Nathania smiles and dips her head. "Where... are you from, with that sweet... tea... Southern accent, if I may?" The dolly is curious, but adds hastily, "If it's... too much, please, tell me not to pry." She grins a little, crookedly. "I am from Maine; born there, fell... out there, too." She shrugs. "But even I got... wanderlust, and I'm probably... the most stable Bishop in... the history of Bishops." She's teasing, button eyes sparkling with real swaorvski crystal, mirthful.

"Not at all," Louisa promises of potential prying. "I'm from Georgia, not far from Macon. Don't imagine I made the news all the way up here, but back home?" Her lips purse as she makes a little face. "I was gone for eight years, reported as a missing person. Who eventually stumbled back out from wherever she'd been all in tatters and full of trauma she couldn't talk about." She flashes a faint smile, some assurance that it's all fine no matter how grim the talk gets. "I was all over the local news, like it or not, but the harder part was seeing my family, all the hurt and confusion in their eyes, their need for answers I couldn't give. We still talk plenty, mind, it's just an awful lot easier over the phone." She pauses a beat then pushes on. "You think we might be able to arrange a little synod?"

Nathania listens, eyes full of sympathy. She gives an uncertain smile which blooms into something more positive. "With Sid? Probably. Let me get... in touch with him later. He's probably... not awake now. I don't know him... well, but he strikes me as... the type... to sleep in." She grins and shrugs.

"Actually something of a night owl myself," Louisa offers to Nathania with that easy smile of hers, a little waggle to her coffee cup to suggest that's the only reason she's upright now. "By necessity as much as nature. My preferred profession favors late nights." Her horned head cants a bit as she wonders, "Don't suppose you know of any bar or venue looking for bouncers?"

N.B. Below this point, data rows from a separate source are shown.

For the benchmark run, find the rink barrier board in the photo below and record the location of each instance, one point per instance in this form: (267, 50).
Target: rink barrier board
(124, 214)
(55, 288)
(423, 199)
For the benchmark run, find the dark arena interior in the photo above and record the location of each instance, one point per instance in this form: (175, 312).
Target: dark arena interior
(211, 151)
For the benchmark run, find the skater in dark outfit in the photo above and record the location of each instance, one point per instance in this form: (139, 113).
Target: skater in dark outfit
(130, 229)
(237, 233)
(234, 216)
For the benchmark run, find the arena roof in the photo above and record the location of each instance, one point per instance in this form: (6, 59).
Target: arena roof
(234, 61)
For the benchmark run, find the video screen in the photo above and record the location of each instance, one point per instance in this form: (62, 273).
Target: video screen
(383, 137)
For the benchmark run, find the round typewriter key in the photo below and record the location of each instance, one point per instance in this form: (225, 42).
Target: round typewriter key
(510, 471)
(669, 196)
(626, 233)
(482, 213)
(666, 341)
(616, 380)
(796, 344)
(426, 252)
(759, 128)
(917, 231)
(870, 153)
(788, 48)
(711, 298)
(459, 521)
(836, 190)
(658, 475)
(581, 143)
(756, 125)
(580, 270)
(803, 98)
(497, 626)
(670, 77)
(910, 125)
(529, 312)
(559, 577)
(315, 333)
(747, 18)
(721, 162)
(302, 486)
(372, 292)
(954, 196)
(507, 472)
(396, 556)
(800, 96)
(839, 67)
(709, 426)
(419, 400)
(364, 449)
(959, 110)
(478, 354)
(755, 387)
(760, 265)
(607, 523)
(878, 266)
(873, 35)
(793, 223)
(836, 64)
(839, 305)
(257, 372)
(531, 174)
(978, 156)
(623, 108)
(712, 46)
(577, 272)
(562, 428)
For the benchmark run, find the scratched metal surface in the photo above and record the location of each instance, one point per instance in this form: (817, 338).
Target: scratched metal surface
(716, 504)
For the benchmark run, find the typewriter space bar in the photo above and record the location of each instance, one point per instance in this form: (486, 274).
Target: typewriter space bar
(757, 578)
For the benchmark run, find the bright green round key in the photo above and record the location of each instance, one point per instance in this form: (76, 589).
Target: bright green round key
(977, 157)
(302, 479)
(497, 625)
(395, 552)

Nathania considers. "I don't," she says finally. "Oh, except... that Poppy over... at Alchemy is... friends with the manager as well... as an employee. It's as good a place... as any to start?" she offers with a shrug.

"Poppy at Alchemy," Louisa repeats, committing the names to memory with a nod and a grateful smile. "I'll take any old lead I can. Not a lot of call for what I do in smaller towns like this one, but I've never really settled right in the city." As if they were all one city. As if all cities were the same. There's a contemplative silence for a second as she finishes off her coffee before she nods to what Nathania's making, "What's that going to be?"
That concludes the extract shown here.